勝負どころでメロディを決める!その3『だって GIRI GIRI』
こだわりのフレーズでかっこ良く
課題曲の中で最もテンポがあって、ちょっとリズムが激しいロックテイストの曲。「ロックバンドの演奏で気持ち良く歌えそう!」という感想から一転して「実際に歌ってみると難しい!」との意見が多い。
この楽曲こそ、勝負どころでばっちり符割りとメロディを決めるとかっこ良い歌唱になると思うが、しばしばいくつか悩まれているポイントを散見する。
楽譜協力:「月刊歌の手帖2016年8月号」
まずメロディであるが、「だってギリギリ」の後の「いえたぎり」の「いえ」の部分を、「い」をミ(E)で、「え」をシ(B)で歌って欲しいところだが、「い」と「え」が両方ともミ(E)に揃って同じ音程で歌っているケースが見受けられる。後半の「さめ」も同じ。

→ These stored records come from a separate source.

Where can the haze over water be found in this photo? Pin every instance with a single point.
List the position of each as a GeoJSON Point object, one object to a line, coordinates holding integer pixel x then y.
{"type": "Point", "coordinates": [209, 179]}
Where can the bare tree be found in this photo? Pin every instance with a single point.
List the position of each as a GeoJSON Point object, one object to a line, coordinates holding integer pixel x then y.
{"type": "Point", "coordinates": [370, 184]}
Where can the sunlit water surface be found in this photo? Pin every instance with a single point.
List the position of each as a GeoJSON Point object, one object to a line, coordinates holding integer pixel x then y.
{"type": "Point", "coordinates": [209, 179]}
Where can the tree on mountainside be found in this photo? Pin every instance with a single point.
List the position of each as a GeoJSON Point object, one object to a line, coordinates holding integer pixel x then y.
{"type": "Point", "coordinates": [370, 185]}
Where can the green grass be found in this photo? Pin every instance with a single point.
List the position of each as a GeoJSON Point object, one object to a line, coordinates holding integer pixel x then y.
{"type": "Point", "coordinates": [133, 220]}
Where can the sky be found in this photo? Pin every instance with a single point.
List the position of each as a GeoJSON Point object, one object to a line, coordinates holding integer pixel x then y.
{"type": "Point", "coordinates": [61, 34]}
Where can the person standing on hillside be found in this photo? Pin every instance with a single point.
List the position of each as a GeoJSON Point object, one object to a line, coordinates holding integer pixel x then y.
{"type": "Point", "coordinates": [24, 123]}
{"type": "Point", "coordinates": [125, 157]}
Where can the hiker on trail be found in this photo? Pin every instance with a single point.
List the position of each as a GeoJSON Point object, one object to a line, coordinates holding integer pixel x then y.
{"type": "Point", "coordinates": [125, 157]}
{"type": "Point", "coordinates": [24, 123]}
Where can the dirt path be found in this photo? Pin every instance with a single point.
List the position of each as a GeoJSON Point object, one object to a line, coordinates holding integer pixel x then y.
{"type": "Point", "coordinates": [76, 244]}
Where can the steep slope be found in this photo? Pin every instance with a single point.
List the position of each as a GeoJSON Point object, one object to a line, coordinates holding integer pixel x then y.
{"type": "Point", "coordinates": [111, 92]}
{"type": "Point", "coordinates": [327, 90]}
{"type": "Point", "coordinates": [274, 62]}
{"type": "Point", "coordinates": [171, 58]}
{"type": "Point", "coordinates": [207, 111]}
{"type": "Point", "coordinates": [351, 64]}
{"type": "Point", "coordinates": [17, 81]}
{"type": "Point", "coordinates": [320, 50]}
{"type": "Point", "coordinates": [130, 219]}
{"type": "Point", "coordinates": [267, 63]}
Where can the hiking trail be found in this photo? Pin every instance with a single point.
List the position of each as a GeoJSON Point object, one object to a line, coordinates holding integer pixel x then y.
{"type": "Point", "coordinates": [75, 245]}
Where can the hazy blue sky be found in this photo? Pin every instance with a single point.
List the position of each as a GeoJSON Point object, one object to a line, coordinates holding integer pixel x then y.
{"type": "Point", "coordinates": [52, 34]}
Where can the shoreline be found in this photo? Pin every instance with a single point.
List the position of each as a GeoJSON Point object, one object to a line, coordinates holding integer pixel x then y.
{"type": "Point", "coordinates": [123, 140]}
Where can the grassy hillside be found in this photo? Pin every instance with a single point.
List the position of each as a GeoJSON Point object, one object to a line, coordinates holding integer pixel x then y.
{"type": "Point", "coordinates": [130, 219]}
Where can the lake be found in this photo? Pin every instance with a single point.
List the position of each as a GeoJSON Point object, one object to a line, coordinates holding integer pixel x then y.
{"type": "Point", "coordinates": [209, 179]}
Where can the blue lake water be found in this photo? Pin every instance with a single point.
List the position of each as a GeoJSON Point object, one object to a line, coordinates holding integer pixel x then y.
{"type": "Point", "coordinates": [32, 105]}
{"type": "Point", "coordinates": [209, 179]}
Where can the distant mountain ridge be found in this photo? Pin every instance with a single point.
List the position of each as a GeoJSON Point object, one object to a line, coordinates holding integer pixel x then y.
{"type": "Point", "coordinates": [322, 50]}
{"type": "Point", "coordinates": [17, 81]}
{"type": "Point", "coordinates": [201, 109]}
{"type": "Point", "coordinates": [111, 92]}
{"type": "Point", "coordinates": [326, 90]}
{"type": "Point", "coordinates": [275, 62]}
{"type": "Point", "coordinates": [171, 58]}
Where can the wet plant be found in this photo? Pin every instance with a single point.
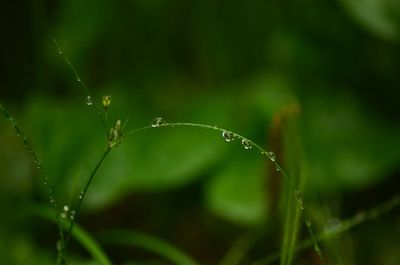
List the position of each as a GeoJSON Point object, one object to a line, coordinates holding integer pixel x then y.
{"type": "Point", "coordinates": [66, 216]}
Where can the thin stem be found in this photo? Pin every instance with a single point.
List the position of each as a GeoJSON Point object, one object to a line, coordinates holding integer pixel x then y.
{"type": "Point", "coordinates": [83, 193]}
{"type": "Point", "coordinates": [83, 85]}
{"type": "Point", "coordinates": [37, 163]}
{"type": "Point", "coordinates": [270, 155]}
{"type": "Point", "coordinates": [344, 226]}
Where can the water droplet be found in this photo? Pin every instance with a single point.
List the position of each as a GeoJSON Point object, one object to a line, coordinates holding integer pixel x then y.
{"type": "Point", "coordinates": [332, 225]}
{"type": "Point", "coordinates": [316, 248]}
{"type": "Point", "coordinates": [246, 144]}
{"type": "Point", "coordinates": [299, 198]}
{"type": "Point", "coordinates": [228, 136]}
{"type": "Point", "coordinates": [72, 215]}
{"type": "Point", "coordinates": [106, 101]}
{"type": "Point", "coordinates": [157, 122]}
{"type": "Point", "coordinates": [89, 101]}
{"type": "Point", "coordinates": [59, 245]}
{"type": "Point", "coordinates": [272, 156]}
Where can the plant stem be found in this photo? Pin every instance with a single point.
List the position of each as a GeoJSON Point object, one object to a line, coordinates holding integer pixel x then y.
{"type": "Point", "coordinates": [83, 193]}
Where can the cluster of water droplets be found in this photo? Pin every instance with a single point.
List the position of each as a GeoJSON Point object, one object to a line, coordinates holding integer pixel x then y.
{"type": "Point", "coordinates": [228, 136]}
{"type": "Point", "coordinates": [157, 122]}
{"type": "Point", "coordinates": [247, 144]}
{"type": "Point", "coordinates": [67, 213]}
{"type": "Point", "coordinates": [89, 101]}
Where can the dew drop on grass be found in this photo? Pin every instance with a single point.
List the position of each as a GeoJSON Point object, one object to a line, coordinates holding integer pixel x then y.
{"type": "Point", "coordinates": [246, 144]}
{"type": "Point", "coordinates": [299, 198]}
{"type": "Point", "coordinates": [272, 156]}
{"type": "Point", "coordinates": [157, 122]}
{"type": "Point", "coordinates": [228, 136]}
{"type": "Point", "coordinates": [89, 101]}
{"type": "Point", "coordinates": [64, 213]}
{"type": "Point", "coordinates": [72, 215]}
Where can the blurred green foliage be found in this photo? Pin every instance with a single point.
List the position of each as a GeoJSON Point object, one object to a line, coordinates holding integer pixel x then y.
{"type": "Point", "coordinates": [238, 65]}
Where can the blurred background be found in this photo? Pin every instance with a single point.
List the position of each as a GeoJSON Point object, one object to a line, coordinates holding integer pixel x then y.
{"type": "Point", "coordinates": [317, 82]}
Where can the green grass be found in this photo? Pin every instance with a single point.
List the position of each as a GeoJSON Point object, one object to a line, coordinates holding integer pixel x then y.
{"type": "Point", "coordinates": [298, 218]}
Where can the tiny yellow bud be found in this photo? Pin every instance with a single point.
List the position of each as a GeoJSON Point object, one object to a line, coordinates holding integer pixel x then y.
{"type": "Point", "coordinates": [106, 101]}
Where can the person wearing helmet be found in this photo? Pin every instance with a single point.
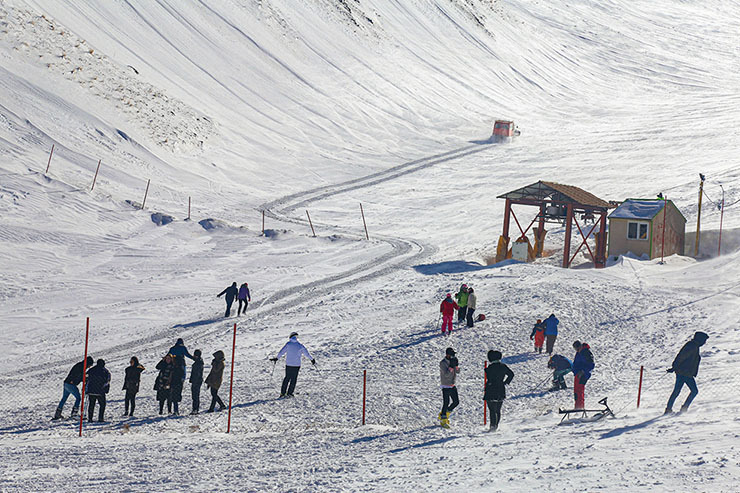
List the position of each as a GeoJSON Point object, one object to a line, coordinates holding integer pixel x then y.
{"type": "Point", "coordinates": [293, 351]}
{"type": "Point", "coordinates": [686, 367]}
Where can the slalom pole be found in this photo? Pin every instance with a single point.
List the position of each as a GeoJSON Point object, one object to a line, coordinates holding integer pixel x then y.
{"type": "Point", "coordinates": [84, 374]}
{"type": "Point", "coordinates": [231, 384]}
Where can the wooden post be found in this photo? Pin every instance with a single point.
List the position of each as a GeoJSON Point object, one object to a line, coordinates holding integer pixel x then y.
{"type": "Point", "coordinates": [310, 224]}
{"type": "Point", "coordinates": [363, 221]}
{"type": "Point", "coordinates": [364, 394]}
{"type": "Point", "coordinates": [698, 217]}
{"type": "Point", "coordinates": [84, 374]}
{"type": "Point", "coordinates": [145, 194]}
{"type": "Point", "coordinates": [96, 175]}
{"type": "Point", "coordinates": [231, 384]}
{"type": "Point", "coordinates": [50, 154]}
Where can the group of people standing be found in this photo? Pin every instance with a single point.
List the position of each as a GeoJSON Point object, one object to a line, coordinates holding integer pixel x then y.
{"type": "Point", "coordinates": [168, 383]}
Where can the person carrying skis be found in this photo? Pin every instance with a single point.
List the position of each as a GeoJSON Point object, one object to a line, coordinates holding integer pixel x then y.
{"type": "Point", "coordinates": [131, 385]}
{"type": "Point", "coordinates": [163, 382]}
{"type": "Point", "coordinates": [293, 352]}
{"type": "Point", "coordinates": [74, 377]}
{"type": "Point", "coordinates": [196, 380]}
{"type": "Point", "coordinates": [498, 376]}
{"type": "Point", "coordinates": [560, 366]}
{"type": "Point", "coordinates": [96, 386]}
{"type": "Point", "coordinates": [447, 309]}
{"type": "Point", "coordinates": [686, 367]}
{"type": "Point", "coordinates": [214, 379]}
{"type": "Point", "coordinates": [448, 371]}
{"type": "Point", "coordinates": [231, 292]}
{"type": "Point", "coordinates": [470, 309]}
{"type": "Point", "coordinates": [244, 298]}
{"type": "Point", "coordinates": [551, 332]}
{"type": "Point", "coordinates": [462, 302]}
{"type": "Point", "coordinates": [583, 364]}
{"type": "Point", "coordinates": [538, 334]}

これではせっかくの低音から高音へ右肩上がりのメロディを歌いあげてインパクトを出したいところが興ざめである。このように下から上に突き上げるようなメロディは難しいとは思うが、ここをがかっこ良い歌になるこだわりのフレーズでもある。
符割りでは、「ぎり」と後半の「フリ」が8分音符の刻みではなく、「ぎ」を4分音符1拍で、同じように「フ」も4分音符1拍で歌っている場合がある。これはかなり間延びした感じで残念な歌唱に聞こえる。
また、ロックテイストはスピード感が重要である。そのためにはパワーが必要で、「ブレス(息継ぎ)」もしっかりしてブレスマーク[V]ポイントでしっかり息を吸いこんで欲しい。
音源を聴いて確認してみよう。最初にこれらの間違ったメロディ、次に正しいメロディ、最後に暁月めぐみさんのオリジナル音源を録音している。
このようにちょっとした符割りとメロディの組み合わせがこの作品の面白さとなっている。暁月めぐみさんのパンチの効いた歌唱で、「ここは外せない」というところのインパクトの重要さを感じていただけたら幸いである。